Abstract
Background Mutations in the human L1CAM gene cause a group of neurodevelopmental disorders known as L1 syndrome (CRASH syndrome). The L1CAM gene provides instructions for producing the L1 protein, which is found all over the nervous system on the surface of neurons. L1 syndrome involves a variety of characteristics but the most common characteristic is muscle stiffness. Patients with L1 syndrome can also suffer from difficulty speaking, seizures, and underdeveloped or absent tissue connecting the left and right halves of the brain.
Method The human L1CAM gene was studied from dbSNP/NCBI, 1499 SNPs were Homo sapiens; of which 450 were missense mutations. This selected for Comprehensive bioinformatics analysis by several in silico tools to investigate the effect of SNPs on L1CAM protein’s structure and function.
Results 34 missense mutations (26 novel mutations) out of 450 nsSNPs that are found to be the most deleterious that effect on the L1CAM structural and functional level.
Conclusion Better understanding of L1 syndrome caused by mutations in L1CAM gene was achieved using Comprehensive bioinformatics analysis. These findings describe 35 novel L1 mutations which improve our understanding on genotype-phenotype correlation. And can be used as diagnostic markers for L1 syndrome and besides in cancer diagnosis specifically in breast cancer.
1. Introduction
L1 syndrome (also known as CRASH syndrome) is a group of a very rare inherited disorders that primarily affect the nervous system and is characterized by Hydrocephalus with Stenosis of the Aqueduct of Sylvius (HSAS), intellectual disability, corpus callosum hypoplasia (or agenesis), adducted thumbs and spastic paraplegia (1-4).

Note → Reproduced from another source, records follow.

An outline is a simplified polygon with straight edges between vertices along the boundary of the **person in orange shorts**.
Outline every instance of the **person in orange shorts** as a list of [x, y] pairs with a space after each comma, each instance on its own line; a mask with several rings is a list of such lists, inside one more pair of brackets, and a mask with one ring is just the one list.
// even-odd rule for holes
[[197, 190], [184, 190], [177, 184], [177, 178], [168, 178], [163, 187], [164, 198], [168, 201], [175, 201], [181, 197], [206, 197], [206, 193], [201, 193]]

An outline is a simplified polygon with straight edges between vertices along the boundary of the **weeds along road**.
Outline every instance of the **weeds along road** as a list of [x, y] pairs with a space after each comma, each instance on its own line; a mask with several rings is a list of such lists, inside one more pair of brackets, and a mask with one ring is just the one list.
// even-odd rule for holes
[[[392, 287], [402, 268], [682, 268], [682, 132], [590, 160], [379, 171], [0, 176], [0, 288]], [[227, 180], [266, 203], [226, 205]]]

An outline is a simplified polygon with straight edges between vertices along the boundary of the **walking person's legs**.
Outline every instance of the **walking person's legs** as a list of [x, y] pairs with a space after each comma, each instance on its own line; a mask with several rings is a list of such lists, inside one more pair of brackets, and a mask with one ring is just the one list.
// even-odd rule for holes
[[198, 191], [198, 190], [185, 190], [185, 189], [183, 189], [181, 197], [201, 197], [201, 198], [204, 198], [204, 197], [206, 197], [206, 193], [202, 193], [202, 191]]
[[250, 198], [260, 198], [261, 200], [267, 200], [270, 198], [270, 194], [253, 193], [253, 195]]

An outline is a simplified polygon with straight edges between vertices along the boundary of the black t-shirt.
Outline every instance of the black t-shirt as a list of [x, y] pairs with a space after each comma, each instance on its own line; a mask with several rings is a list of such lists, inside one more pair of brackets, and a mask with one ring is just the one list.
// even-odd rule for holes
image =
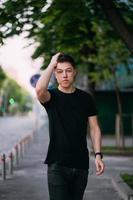
[[58, 163], [67, 167], [88, 169], [88, 117], [97, 114], [92, 96], [80, 89], [64, 93], [49, 90], [50, 101], [42, 104], [49, 117], [49, 148], [46, 164]]

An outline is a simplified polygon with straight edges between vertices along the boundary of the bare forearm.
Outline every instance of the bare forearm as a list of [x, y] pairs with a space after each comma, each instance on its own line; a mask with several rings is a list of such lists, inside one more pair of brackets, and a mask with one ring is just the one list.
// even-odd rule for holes
[[53, 73], [53, 67], [51, 65], [49, 65], [43, 71], [41, 77], [37, 81], [36, 91], [44, 91], [45, 92], [47, 90], [52, 73]]
[[50, 93], [48, 92], [48, 84], [50, 81], [50, 78], [52, 76], [52, 73], [57, 66], [57, 58], [60, 53], [55, 54], [48, 67], [43, 71], [41, 77], [39, 78], [37, 84], [36, 84], [36, 94], [41, 102], [46, 102], [50, 100]]
[[94, 152], [101, 152], [101, 131], [100, 128], [97, 126], [90, 130], [90, 136], [94, 148]]

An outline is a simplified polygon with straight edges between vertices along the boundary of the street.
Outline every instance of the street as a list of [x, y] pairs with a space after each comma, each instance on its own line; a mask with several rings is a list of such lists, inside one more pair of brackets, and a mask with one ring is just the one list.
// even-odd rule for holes
[[[0, 180], [1, 200], [48, 200], [47, 166], [43, 164], [48, 147], [48, 121], [42, 116], [43, 126], [37, 132], [34, 143], [21, 160], [12, 176]], [[21, 129], [21, 127], [20, 127]], [[95, 175], [94, 157], [91, 156], [90, 175], [84, 200], [121, 200], [110, 177], [132, 172], [133, 157], [104, 156], [105, 173]]]

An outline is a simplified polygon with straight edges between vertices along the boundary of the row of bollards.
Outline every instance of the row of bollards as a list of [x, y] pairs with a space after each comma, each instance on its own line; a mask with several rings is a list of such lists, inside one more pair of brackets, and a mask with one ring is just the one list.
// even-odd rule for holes
[[0, 174], [2, 180], [6, 180], [7, 175], [13, 175], [14, 168], [19, 165], [20, 160], [33, 141], [33, 134], [28, 134], [22, 138], [9, 154], [3, 153], [3, 155], [0, 155]]

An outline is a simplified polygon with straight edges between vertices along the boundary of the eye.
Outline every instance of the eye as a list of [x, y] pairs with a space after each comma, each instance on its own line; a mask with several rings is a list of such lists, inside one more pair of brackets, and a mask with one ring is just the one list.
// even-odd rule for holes
[[58, 74], [61, 74], [63, 71], [62, 70], [57, 70], [56, 71]]
[[68, 73], [71, 73], [73, 70], [72, 69], [67, 69], [67, 72]]

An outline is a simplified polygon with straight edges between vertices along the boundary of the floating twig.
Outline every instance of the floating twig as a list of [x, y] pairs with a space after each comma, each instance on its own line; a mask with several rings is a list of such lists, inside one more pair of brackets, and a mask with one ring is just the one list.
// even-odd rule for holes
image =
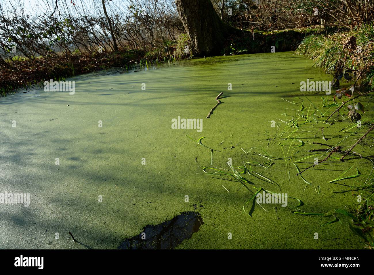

It is a recessive X-linked disorder that is exclusively affects men with incidence of 1/30.000 male births (5), and it is caused by mutations in the L1CAM gene (6-19) located near the telomere of the long arm of X chromosome in Xq28 in humans (20-22). Over 200 mutations in L1CAM gene have been reported (3, 17), this gene encodes for the L1 Cell Adhesion Molecule protein, which is a member of the immunoglobulin superfamily. As the name implies; the protein enables the adhesion of neural cells to one another and it is a key regulator of synapse formation, synaptic plasticity and axons and dendrites growth and formation (23-26). It was found that L1CAM gene is a major driver for tumor cell invasion and motility (27) therefore fully understanding its function will aid in the diagnosis and treatment of different types of cancers (27-50).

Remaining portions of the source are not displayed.